Most people are aware of the Jaffa Cake case. A Jaffa Cake is zero-rated but a chocolate digestive, which also has a chocolate covering on the top, is standard rated. How come? Well a Jaffa Cake is a cake which is zero-rated (regardless of how much chocolate is on the cake). A biscuit is only zero-rated if it is not partly or wholly covered in chocolate and as a chocolate digestive is partly covered in chocolate, it does not qualify for zero-rating.
The Nesquick case
Then there is the Nesquick case. Nestlé argued that their flavoured powders are to encourage the drinking of milk, and should, like milk, be zero-rated. The courts disagreed. Chocolate powder is zero-rated but this has nothing to do with the fact that is linked to the drinking of milk, but because it contains cocoa which is zero-rated as a food. The strawberry and banana-flavoured powders are not a food and so are standard rated. So, we have three similar products, two are subject to VAT, one is not.
Snacks can be especially complicated. Crisps made mostly from potato are standard-rated but crisps made from cereals can be zero-rated unless the cereals are ‘swollen’. For example, tortilla chips are zero-rated as they are made from corn and not swollen but monster munch which are also made of corn are standard rated because they are swollen. Vegetable crisps (which are neither potato or cereal) are zero-rated, as are Twiglets and Mini Cheddars. Proctor & Gamble unsuccessfully argued that Pringles should be zero-rated as they are not shaped like a crisp and don’t contain sufficient potato.
Confused? I could go on.
Sugary Subway staples
The latest company to fall foul of the law on VAT and food is Subway.

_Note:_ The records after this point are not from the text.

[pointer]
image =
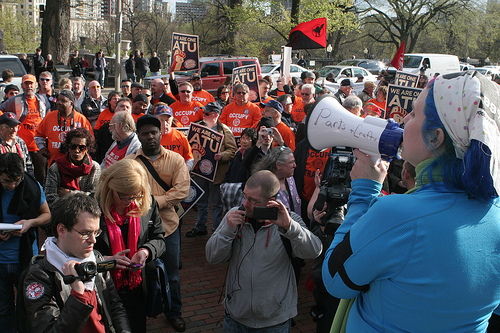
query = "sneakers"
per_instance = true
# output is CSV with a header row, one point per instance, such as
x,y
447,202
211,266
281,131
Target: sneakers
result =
x,y
195,232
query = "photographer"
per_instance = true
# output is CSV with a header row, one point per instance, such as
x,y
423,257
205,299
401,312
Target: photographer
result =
x,y
92,305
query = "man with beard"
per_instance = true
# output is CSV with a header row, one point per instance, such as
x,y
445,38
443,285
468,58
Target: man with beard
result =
x,y
30,108
172,170
199,94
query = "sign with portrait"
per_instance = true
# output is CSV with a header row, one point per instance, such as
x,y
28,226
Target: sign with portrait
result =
x,y
248,76
205,144
185,52
400,102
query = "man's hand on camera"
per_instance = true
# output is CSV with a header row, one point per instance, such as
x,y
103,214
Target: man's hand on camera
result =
x,y
69,269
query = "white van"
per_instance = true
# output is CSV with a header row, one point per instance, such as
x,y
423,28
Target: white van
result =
x,y
434,63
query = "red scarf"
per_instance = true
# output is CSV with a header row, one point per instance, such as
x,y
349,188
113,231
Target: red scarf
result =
x,y
71,172
122,277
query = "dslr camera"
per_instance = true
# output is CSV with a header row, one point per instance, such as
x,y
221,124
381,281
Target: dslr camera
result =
x,y
335,187
87,270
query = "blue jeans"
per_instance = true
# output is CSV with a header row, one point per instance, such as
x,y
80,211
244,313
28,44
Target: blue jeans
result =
x,y
232,326
9,278
211,191
171,259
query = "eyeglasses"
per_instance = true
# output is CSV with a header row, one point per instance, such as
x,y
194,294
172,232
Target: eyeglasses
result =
x,y
251,200
9,181
86,235
122,197
73,146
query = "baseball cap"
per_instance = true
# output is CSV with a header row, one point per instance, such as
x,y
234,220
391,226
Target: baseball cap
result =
x,y
137,85
141,98
29,78
345,83
9,119
212,107
146,120
273,104
195,76
164,110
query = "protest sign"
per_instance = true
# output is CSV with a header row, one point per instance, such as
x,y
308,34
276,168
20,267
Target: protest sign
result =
x,y
185,52
406,79
195,194
248,76
205,143
400,102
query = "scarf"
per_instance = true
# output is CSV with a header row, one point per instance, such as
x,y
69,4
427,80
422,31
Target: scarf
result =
x,y
121,277
70,172
422,177
57,258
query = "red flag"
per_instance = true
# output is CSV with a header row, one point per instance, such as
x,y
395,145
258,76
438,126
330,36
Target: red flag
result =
x,y
399,57
308,35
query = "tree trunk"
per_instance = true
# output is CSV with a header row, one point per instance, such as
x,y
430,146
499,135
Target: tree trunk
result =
x,y
56,30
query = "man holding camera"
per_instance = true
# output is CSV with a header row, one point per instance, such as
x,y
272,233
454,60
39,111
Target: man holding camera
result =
x,y
88,304
261,290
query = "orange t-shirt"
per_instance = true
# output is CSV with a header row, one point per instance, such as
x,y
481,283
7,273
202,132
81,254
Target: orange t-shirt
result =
x,y
30,123
176,141
287,135
237,118
203,96
137,116
104,117
49,129
187,114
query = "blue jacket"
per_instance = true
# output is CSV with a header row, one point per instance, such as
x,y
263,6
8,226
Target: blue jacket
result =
x,y
421,262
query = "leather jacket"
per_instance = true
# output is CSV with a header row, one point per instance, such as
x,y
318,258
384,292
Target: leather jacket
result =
x,y
51,308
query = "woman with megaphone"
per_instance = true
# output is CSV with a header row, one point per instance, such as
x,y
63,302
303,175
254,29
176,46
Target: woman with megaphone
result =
x,y
427,260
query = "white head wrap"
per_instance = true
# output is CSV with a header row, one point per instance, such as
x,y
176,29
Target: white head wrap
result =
x,y
468,104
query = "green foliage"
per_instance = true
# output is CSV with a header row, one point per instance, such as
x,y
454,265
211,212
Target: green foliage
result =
x,y
19,33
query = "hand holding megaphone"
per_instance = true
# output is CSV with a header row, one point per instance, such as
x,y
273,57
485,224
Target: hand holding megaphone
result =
x,y
329,124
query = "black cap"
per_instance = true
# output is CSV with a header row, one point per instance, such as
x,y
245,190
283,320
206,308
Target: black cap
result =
x,y
9,119
345,83
148,119
141,98
213,107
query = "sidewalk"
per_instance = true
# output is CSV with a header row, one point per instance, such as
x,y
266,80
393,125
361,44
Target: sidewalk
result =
x,y
202,285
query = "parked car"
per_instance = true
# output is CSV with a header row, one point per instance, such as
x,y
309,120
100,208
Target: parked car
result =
x,y
342,72
371,65
213,71
14,64
274,71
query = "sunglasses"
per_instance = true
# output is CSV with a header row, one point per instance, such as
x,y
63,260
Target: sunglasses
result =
x,y
73,146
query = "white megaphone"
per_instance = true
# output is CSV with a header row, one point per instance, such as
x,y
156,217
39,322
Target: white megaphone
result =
x,y
329,124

The rolls used in Subway's sandwiches contain too much sugar to be considered bread, according to Ireland's Supreme Court and therefore cannot be zero-rated for VAT. The Court distinguished between bread as a “staple” food and certain other baked goods made from dough.
VAT is a tax on businesses though and it will be up to Subway to decide whether or not to pass on these charges to customers in the price they pay. It's worth pointing out that while this ruling was made in Ireland's highest court it doesn't apply to the UK, which has its own separate VAT system.